The play of art and the play of science meshed his [Morris’] different interests into one complementary whole. Ever the observer, Morris draws certain conclusions from this experience: “[T]here must always be time set aside for playful innovations, for subjective explorations; in short, for the poetic and the mysterious alongside the objective and rational,” he has written. The choice is not between work and play, but to suffuse work with play. The choice is not to separate people into artists or scientists, but to “encourage them to be both at once.” For “in reality,’ Morris believes, “people…are explorers or non-explorers, and the context of their explorations is of secondary importance.”

This post on Psychology Today is gold as far as I’m concerned. It speaks to two play-related topics that are discussed far too little (both primary interests of mine): adults at play & play in the workplace.

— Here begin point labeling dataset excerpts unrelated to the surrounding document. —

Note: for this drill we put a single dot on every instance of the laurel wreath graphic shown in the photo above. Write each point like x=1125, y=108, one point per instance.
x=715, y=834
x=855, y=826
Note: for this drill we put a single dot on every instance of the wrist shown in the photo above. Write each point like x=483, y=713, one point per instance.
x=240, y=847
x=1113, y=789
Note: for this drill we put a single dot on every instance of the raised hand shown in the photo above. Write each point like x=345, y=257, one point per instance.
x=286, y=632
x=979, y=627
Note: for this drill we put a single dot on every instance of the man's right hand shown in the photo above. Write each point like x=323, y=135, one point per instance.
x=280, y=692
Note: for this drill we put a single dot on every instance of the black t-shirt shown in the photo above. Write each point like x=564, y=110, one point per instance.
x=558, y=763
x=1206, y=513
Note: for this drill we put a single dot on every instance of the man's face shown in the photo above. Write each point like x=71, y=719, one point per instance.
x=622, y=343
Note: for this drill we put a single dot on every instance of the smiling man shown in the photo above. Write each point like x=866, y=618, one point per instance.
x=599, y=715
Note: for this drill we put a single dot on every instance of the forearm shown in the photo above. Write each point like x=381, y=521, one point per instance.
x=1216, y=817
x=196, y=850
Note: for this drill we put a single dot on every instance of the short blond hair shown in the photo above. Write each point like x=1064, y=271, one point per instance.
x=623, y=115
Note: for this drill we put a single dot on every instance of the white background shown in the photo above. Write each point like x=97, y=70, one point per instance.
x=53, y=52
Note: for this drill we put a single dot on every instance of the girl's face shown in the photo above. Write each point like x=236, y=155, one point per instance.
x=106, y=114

My belief is simply that play is deeply connected to the human experience. Current cultural norms tend to squeeze out play wherever it’s found, especially in adults (and now even in children, over-scheduled with extracurricular activities and over-schooled). Still, though, in adults the draw to play breaks through — video games and theme parks are proof of that.

Technologies are both manifestations of our world views and shapers of those world views. This is why I hold such hope for playful technologies and playful design. I think that well-designed, incredibly fun play technologies can be irresistible — drawing in all ages, becoming an integral part of daily life, and shaping our cultures to accept play as deeply human and not mere triviality.